Climate change is reshaping nonprofit work across sectors. Environmental nonprofits are tackling climate directly. Other nonprofits are addressing climate impacts on populations they serve. All nonprofits are increasingly expected to integrate climate and sustainability into operations and strategy. Organizations ignoring climate or treating it as someone else's responsibility miss opportunity to strengthen mission impact and operational efficiency.
Addressing Climate in Your Mission
Some nonprofits have explicit climate missions. Environmental organizations, clean energy advocates, conservation groups work directly on climate mitigation. For most nonprofits, climate is indirect—it affects the people you serve and the context for your work.
Climate disproportionately affects low-income communities and communities of color who have fewer resources to adapt. If your mission involves serving disadvantaged populations, climate change is relevant to your work. Rising heat affects health outcomes. Extreme weather affects housing and poverty. Water scarcity affects agriculture and food security. Consider how climate impacts your community and how your work addresses or could address climate-related challenges.
Some nonprofits integrate climate into their theory of change. Workforce development programs prepare workers for clean energy jobs. Housing nonprofits design climate-resilient housing. Community development nonprofits identify how to build resilience to climate impacts. Intentional integration strengthens both climate and mission work.
Sustainability in Operations
Organizations are increasingly expected to practice what they preach around sustainability. This is not greenwashing but genuine commitment to reducing environmental impact and modeling sustainability. Climate-focused nonprofits especially face credibility issues if their operations are high-carbon.
Carbon footprint reduction involves tracking emissions and reducing them. For many nonprofits, major emissions come from travel, office energy use, and supply chains. Reducing travel (video conferencing), transitioning to renewable energy, purchasing from sustainable suppliers reduces carbon footprint.
Waste reduction and circular economy practices—reducing waste, recycling, reusing, composting—reduce environmental impact. Some nonprofits have eliminated single-use plastics at events and offices. Others have designed programs to minimize material waste.
Sustainable procurement—selecting vendors and suppliers based on environmental practices—integrates sustainability into operations. This sometimes costs more but aligns actions with values.
Climate Justice and Equity
Climate work must center equity. Climate change impacts are unequal—low-income communities and communities of color experience worse impacts and have fewer resources to adapt. Solutions that ignore equity can actually worsen disparities (green energy development that displaces communities, for example).
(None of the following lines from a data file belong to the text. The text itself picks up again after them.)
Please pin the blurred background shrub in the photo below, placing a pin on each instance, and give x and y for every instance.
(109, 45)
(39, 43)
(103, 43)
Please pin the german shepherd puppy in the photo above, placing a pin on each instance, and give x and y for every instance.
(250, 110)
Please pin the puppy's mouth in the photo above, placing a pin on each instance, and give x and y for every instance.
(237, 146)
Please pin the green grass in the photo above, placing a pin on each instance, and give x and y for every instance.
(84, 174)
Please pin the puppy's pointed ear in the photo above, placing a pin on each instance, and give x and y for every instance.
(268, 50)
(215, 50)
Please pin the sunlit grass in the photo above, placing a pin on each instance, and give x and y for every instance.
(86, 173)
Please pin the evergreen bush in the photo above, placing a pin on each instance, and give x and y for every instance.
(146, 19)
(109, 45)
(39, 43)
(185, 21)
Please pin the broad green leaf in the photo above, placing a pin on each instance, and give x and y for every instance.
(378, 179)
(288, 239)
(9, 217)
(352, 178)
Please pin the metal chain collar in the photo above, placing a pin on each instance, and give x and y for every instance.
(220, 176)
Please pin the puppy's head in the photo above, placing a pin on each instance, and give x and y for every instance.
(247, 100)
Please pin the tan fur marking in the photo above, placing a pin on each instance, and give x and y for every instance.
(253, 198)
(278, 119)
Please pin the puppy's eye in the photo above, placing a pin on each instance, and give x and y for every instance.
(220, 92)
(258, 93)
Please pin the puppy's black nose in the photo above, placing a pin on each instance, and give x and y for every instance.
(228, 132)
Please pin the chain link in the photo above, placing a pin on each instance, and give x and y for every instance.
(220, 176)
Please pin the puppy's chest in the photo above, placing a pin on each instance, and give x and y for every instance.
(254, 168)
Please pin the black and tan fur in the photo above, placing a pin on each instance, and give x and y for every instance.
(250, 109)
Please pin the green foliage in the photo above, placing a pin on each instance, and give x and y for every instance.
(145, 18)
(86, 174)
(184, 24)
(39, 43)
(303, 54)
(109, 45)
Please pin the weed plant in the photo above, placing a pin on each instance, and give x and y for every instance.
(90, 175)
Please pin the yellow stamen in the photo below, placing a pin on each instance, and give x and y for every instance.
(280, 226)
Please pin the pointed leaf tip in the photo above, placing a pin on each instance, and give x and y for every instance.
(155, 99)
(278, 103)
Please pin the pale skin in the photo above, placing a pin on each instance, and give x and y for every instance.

Community voice in climate work is essential. Communities experiencing climate impacts should have meaningful voice in developing solutions. Imposing solutions without community engagement typically fails. Centering community knowledge and leadership produces better solutions and builds community power.
Integrating Climate Into Nonprofit Strategy
Assess your mission's connection to climate. Is climate directly relevant? Indirectly relevant? Address this explicitly in your strategic planning. How will you address climate in your work?
Build climate expertise and perspective into your organization. This might mean hiring staff with climate knowledge, engaging community climate leaders, or developing board expertise. Organizations with climate literacy make better decisions and stronger strategy.
Partner with climate and environmental organizations. Rather than trying to address climate alone, partner with environmental groups. Partnerships multiply impact and bring complementary expertise.
Frequently Asked Questions
Q: Is climate work appropriate for all nonprofits?
A: Directly working on climate mitigation is appropriate for climate organizations. Indirectly addressing climate impacts (through health, housing, poverty, education work) is appropriate for most nonprofits. Practicing sustainability in operations is appropriate and expected for all nonprofits. Every nonprofit should at least reduce its own environmental impact.
Q: Is sustainability work going to increase our costs?
A: Some sustainability investments do cost more upfront (renewable energy, sustainable procurement). However, long-term operational costs often decrease (energy efficiency reduces utility bills). Some sustainability practices cost less (waste reduction, eliminating single-use items). It's not that sustainability always costs more, but some investments require upfront cost for long-term savings.
Q: What if our community doesn't prioritize climate?
A: Community priorities matter. If you're working on housing and community doesn't see climate as housing issue, you can still design climate-resilient housing. If you're working on agriculture and drought affects farmers, climate is already affecting your community even if not explicitly named. Meet communities where they are while building understanding of climate connections.
Q: How do we build climate literacy in our organization?
A: Start with training for board and staff. Bring in climate experts to educate your organization. Read and discuss climate-relevant material. Assess your program areas for climate connections. Build climate understanding gradually through education, not crisis. Organizations that invest early in climate literacy are better positioned for decisions ahead.